That miraculous multiplication of food did two things. It fed the hungry Israelites, and it made them think. It brought to their mind what the book of Exodus described so many centuries before, when their starving ancestors had been fed with manna in the wilderness. Moses had prayed to God and the Israelites received bread from heaven. Now it was happening again. But this time the provider was Jesus of Nazareth.
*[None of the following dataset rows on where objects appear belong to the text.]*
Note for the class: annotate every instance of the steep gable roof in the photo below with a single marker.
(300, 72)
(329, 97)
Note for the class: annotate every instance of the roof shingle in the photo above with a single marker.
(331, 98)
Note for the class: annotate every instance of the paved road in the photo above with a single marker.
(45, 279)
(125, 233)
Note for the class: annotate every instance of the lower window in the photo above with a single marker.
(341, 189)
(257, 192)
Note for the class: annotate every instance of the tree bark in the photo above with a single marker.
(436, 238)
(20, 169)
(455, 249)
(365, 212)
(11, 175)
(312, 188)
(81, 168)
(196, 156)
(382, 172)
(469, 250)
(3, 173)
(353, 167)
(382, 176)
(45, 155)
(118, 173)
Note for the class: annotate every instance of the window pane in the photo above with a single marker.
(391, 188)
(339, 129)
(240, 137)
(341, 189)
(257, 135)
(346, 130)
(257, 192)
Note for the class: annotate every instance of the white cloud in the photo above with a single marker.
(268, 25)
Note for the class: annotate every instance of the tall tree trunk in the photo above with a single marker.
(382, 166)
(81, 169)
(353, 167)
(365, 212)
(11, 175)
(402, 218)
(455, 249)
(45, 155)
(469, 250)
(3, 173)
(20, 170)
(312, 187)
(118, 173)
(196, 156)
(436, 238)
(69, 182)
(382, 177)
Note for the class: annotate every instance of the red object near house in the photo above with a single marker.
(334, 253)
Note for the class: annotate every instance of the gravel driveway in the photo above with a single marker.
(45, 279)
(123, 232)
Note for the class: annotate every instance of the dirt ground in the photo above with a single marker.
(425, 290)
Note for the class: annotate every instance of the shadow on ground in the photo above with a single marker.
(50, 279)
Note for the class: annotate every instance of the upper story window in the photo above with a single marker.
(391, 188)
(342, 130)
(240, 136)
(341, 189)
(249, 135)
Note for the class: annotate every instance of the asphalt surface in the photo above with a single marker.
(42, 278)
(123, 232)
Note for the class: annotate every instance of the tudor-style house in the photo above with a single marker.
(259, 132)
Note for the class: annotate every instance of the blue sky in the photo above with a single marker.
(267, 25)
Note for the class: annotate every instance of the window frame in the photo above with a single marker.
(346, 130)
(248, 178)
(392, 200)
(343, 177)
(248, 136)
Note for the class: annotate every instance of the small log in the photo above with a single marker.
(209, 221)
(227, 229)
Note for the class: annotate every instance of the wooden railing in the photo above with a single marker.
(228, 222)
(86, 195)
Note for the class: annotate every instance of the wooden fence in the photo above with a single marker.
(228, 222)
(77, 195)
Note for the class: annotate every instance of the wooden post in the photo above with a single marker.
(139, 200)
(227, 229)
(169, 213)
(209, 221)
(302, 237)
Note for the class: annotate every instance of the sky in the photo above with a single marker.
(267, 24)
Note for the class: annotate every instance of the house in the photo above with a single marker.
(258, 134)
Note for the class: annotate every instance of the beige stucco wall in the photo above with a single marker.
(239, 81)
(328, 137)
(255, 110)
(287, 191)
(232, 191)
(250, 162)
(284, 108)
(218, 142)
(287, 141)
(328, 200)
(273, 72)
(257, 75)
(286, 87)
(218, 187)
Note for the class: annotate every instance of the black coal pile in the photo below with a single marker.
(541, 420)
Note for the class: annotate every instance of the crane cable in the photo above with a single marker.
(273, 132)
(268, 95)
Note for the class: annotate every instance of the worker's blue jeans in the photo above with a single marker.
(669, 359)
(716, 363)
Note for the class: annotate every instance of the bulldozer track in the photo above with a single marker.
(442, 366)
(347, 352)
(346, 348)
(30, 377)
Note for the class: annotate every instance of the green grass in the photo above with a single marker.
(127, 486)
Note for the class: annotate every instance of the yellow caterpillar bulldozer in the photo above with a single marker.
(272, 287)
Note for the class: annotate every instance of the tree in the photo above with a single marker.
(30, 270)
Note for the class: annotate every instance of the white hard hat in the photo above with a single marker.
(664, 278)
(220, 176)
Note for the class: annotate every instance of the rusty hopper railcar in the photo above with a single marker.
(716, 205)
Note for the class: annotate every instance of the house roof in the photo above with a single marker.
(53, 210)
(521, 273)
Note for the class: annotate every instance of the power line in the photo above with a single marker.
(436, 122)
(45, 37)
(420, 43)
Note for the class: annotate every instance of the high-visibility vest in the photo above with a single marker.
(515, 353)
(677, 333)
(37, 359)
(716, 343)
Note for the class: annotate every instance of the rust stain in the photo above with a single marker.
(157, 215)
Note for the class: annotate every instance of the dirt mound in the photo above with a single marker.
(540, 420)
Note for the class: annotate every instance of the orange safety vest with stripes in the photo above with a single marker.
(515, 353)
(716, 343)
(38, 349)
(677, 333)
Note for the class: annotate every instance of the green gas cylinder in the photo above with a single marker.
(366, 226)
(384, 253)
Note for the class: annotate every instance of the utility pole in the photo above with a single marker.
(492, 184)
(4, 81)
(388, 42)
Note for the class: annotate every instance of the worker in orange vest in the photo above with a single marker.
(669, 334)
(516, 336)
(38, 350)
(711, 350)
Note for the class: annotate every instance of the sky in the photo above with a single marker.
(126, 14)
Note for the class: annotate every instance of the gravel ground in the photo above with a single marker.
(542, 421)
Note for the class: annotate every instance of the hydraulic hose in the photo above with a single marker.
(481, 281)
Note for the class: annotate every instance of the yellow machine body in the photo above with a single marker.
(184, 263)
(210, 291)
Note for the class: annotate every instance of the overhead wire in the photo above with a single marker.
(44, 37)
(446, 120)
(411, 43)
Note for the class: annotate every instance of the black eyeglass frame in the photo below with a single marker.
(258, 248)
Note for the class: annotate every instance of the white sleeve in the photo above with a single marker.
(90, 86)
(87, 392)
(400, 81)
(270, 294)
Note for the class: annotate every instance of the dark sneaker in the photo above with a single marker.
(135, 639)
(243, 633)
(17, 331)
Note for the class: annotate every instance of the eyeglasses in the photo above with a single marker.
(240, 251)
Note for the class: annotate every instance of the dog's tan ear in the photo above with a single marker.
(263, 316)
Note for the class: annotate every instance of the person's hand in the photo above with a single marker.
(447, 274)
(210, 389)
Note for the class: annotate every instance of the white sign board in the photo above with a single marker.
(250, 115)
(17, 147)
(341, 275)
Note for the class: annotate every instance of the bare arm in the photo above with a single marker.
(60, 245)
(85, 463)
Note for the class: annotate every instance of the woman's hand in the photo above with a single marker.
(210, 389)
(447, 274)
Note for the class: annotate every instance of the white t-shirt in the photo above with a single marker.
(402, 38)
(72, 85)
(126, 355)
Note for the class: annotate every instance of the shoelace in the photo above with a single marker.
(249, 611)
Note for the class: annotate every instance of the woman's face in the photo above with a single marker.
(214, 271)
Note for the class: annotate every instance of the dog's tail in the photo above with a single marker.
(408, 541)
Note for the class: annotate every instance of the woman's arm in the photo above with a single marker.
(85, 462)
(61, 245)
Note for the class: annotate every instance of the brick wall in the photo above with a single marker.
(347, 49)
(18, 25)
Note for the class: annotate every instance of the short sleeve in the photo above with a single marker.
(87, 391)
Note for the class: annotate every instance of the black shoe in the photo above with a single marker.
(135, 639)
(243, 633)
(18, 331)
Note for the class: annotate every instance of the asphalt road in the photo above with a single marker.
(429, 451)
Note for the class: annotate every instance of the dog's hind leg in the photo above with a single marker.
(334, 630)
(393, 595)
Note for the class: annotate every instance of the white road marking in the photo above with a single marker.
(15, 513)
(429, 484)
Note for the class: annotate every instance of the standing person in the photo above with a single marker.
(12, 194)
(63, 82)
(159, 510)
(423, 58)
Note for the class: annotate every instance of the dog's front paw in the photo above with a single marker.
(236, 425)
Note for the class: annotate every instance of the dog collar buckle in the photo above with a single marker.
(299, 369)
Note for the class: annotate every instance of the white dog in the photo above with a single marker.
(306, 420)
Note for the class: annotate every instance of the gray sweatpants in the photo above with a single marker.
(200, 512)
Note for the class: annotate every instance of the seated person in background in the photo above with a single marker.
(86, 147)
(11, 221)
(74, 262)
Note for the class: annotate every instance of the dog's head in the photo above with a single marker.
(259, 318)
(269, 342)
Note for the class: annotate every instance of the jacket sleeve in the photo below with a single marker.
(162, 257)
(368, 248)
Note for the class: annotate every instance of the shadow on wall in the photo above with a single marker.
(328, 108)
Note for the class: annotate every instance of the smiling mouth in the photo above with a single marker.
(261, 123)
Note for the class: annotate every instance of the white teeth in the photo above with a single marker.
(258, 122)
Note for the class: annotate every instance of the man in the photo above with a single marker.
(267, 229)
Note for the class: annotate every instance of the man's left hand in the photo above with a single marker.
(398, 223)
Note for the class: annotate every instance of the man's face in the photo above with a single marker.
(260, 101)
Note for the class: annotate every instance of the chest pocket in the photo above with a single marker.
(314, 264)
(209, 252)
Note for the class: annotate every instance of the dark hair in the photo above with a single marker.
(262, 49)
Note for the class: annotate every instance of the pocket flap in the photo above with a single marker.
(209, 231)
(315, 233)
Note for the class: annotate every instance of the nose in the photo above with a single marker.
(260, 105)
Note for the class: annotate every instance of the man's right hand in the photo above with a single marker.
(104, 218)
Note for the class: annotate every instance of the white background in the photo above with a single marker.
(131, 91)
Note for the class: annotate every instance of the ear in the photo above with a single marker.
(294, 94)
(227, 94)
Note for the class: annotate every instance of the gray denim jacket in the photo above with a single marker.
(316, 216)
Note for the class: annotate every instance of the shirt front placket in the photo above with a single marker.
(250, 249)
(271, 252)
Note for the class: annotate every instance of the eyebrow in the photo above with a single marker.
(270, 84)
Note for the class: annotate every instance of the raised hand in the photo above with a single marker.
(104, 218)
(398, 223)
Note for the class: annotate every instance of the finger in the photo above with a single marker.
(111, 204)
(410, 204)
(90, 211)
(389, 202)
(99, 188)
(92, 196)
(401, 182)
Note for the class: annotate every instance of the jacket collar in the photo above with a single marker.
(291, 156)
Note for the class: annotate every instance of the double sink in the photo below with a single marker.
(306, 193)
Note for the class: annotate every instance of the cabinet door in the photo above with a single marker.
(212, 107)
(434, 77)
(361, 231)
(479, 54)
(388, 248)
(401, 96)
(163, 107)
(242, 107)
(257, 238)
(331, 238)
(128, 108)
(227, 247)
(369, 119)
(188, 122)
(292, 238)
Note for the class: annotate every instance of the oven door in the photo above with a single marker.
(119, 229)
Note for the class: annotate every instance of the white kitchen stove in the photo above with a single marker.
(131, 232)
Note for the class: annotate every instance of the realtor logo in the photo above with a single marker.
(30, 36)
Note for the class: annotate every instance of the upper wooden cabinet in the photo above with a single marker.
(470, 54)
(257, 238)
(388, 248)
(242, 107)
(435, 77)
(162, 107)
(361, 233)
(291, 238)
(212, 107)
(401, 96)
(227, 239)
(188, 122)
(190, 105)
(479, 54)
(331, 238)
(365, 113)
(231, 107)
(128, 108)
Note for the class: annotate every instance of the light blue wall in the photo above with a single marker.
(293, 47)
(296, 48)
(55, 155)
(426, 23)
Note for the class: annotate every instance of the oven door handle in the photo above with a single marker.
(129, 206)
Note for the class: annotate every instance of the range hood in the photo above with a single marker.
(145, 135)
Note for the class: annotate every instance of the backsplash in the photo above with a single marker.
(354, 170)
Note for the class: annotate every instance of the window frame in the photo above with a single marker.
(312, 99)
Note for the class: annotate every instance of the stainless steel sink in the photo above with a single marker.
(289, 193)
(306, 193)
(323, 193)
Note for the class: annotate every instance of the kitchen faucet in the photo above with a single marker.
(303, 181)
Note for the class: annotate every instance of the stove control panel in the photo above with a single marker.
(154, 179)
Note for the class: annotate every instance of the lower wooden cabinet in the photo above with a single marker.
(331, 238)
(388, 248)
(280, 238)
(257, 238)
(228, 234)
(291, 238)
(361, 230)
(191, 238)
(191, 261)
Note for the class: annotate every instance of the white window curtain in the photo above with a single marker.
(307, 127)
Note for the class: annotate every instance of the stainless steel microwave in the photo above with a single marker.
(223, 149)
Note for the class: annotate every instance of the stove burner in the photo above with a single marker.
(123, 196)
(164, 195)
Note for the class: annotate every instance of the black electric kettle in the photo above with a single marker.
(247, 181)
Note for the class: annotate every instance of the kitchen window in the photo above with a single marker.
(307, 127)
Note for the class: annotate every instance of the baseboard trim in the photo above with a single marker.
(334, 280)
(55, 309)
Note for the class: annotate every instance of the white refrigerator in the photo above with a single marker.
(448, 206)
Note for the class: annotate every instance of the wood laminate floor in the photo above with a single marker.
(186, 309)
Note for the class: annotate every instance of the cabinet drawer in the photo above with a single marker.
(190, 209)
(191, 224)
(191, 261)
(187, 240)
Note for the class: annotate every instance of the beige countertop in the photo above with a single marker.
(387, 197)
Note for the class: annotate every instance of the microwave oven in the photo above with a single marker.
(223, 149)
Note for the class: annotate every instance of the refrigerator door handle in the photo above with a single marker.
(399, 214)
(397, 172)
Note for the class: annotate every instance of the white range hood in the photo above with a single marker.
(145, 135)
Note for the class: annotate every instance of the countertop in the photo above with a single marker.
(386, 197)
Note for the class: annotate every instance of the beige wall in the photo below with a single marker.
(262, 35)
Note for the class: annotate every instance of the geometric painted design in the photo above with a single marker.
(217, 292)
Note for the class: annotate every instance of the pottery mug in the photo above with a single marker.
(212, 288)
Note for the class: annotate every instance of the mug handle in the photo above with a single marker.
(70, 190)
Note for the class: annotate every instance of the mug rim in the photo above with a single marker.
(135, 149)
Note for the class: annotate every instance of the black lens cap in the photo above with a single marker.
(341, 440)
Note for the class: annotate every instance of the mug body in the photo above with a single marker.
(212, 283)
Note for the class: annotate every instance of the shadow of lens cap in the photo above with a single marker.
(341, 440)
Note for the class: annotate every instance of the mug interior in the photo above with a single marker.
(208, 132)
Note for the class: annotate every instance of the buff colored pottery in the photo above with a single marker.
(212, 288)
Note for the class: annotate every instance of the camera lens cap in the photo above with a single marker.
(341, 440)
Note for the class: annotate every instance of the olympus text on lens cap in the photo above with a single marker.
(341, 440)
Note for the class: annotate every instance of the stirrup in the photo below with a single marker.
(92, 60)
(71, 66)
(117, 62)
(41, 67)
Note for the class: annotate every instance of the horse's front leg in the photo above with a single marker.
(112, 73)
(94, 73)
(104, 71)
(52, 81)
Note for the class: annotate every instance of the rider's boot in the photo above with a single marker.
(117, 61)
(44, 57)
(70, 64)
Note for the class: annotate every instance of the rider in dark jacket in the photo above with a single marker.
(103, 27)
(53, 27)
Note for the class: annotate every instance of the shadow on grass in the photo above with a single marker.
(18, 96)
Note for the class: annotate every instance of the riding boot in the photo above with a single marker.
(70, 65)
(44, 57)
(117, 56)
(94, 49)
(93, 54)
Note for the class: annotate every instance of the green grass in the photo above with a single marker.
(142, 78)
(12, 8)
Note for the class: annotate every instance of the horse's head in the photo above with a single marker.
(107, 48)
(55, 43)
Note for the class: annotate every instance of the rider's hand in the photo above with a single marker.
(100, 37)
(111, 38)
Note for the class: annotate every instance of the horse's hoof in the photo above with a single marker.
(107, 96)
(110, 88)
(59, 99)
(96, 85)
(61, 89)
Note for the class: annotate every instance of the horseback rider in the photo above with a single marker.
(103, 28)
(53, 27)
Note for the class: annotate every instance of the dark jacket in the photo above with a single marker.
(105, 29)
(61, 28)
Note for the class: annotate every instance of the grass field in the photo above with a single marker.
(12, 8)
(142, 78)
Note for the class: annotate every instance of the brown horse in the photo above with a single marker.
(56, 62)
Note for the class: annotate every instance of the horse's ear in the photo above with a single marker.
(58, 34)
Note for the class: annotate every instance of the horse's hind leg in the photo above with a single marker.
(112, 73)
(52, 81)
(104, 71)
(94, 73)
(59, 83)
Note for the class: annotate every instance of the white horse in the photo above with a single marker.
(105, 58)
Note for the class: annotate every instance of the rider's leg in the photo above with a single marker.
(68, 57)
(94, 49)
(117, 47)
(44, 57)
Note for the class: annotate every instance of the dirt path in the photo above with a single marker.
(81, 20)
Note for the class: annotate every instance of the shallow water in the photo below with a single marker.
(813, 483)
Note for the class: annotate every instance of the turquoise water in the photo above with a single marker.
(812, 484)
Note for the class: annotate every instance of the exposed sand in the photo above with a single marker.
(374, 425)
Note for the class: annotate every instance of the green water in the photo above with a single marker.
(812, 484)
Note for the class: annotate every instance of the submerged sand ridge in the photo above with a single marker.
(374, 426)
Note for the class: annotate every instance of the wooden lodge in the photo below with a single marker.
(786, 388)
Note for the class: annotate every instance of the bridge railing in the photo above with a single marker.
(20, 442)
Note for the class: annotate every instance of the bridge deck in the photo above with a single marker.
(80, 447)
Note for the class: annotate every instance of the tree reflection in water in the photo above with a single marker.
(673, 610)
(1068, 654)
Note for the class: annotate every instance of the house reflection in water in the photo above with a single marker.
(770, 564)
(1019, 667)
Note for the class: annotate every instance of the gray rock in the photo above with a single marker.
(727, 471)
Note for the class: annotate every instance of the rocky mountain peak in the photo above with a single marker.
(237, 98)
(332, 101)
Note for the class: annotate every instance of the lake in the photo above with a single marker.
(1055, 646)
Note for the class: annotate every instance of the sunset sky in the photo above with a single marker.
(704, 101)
Christ’s feeding of the five thousand was an anticipation of the even greater miracle that He was subsequently to accomplish on the evening before He suffered. At the Last Supper He took bread, blessed it and broke it and gave it to his disciples: My Body. In that miraculous food He revealed Himself to be the new Passover sacrifice. He does the same miracle and gives the same revelation at every Mass.
The Lord’s Eucharist orientates us towards eternity. It points us beyond the present towards our eternal future in the life of the world to come. The Eucharistic banquet here below is a foretaste of the unending wedding feast which the Lord invites us all to be a part of, in paradise. Christ is the divine Bridegroom, and the human race is His bride. In heaven we shall celebrate our union with Him, for ever. All we have to do is to get ourselves there, thoroughly scrubbed and properly dressed. Lent is a good time to get on with the scrubbing.
On Laetare Sunday we rejoice to share in the Bridegroom’s wedding gift to us, His Eucharist. We rejoice briefly, before the shadows of Passiontide surround us.